Samstag, 25. Februar 2023
Hao Ling -23
Er trägt einen Antrag bezüglich des Güterverkehrs innerhalb der Grenzen Chinas vor. Anschließend lässt der Sprecher über den Antrag abstimmen. Lai Yi Ni überlegt, welche der Tasten ihres Abstimmungsgeräts sie drücken soll. Auf dem Bildschirm, der jetzt geteilt ist und den Sprecher, sowie den Vorsitzenden des federführenden Ausschusses zeigt, laufen Zahlen. Schließlich bleiben sie stehen und der Sprecher verkündet das Ergebnis der Abstimmung.

Den ganzen Sitzungstag geht es so weiter. Anträge werden vorgetragen und zur Abstimmung gestellt.

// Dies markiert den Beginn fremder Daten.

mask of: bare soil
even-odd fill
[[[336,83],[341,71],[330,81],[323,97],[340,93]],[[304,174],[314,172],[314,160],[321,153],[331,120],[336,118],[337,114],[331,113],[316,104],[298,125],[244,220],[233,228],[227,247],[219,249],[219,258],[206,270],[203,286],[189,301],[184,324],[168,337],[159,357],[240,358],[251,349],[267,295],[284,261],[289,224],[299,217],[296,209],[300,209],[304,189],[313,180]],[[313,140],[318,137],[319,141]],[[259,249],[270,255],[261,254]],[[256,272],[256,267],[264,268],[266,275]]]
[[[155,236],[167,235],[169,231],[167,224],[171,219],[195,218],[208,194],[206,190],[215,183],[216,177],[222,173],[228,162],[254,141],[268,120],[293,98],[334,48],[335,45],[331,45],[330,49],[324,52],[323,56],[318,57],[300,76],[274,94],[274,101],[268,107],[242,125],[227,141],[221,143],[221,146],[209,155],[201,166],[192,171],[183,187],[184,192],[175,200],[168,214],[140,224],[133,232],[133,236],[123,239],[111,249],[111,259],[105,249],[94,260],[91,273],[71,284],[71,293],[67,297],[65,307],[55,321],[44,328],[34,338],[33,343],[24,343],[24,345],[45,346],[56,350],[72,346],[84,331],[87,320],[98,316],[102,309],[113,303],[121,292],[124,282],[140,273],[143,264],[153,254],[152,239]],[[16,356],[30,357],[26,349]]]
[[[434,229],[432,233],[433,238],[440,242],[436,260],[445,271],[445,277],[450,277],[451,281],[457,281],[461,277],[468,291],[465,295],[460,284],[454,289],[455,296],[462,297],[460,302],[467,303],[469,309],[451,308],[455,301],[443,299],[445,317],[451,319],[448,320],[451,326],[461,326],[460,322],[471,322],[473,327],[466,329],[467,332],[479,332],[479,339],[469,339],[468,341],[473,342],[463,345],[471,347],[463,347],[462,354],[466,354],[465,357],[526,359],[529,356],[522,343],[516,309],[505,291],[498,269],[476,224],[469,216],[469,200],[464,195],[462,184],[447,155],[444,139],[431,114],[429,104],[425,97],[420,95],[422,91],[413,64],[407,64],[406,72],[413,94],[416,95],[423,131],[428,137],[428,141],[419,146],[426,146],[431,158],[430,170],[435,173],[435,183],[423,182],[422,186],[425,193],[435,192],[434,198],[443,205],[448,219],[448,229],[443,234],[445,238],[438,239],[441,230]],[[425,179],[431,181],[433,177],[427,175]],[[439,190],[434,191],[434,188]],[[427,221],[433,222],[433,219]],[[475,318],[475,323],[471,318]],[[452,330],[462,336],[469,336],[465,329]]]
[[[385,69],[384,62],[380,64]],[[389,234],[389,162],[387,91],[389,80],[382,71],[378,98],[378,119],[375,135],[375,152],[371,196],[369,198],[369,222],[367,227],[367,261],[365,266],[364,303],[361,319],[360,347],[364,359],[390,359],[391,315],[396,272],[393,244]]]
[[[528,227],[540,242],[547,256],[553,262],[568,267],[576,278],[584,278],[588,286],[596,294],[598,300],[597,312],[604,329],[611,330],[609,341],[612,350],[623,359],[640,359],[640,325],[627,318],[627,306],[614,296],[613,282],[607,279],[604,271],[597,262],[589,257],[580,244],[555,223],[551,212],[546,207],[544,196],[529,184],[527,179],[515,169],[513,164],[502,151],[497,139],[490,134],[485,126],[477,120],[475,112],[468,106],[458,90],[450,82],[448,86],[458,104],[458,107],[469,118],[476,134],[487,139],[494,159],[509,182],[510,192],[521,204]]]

Bei klarer Zustimmung wird der Antrag zur weiteren Bearbeitung an das Politbüro weitergeleitet. Bei knapper Zustimmung oder Ablehnung wird eine Aussprache angesetzt. Hier kann jeder Delegierte, seine Für- oder Wider-Argumente vortragen.

Anschließend geht der Antrag an den federführenden Ausschuss zurück, wo er neu beraten wird. Bei klarer Ablehnung ist der Antrag gescheitert.

Die Zeit verfliegt und irgendwann ertönt wieder ein Gong und der Sprecher erklärt den Sitzungstag für beendet. Zwischendurch sind immer wieder Delegierte aufgestanden und haben sich entfernt. Andere sind hinzugekommen, um an der Sitzung des Volkskongresses teilzunehmen. Auch der Sprecher hat zwischendurch gewechselt.

Genauso hat es die ehrenwerte Lai Yi Ni gemacht: Sie ist zwischendurch aufgestanden und hat mich aufgefordert, mit ihr zum Restaurant zu gehen, um etwas zu essen. Zehn Minuten später betreten wir das Restaurant auf der Ebene ihres Delegiertenbüros. Wir wählen etwas aus und gehen damit zu einem freien Tisch.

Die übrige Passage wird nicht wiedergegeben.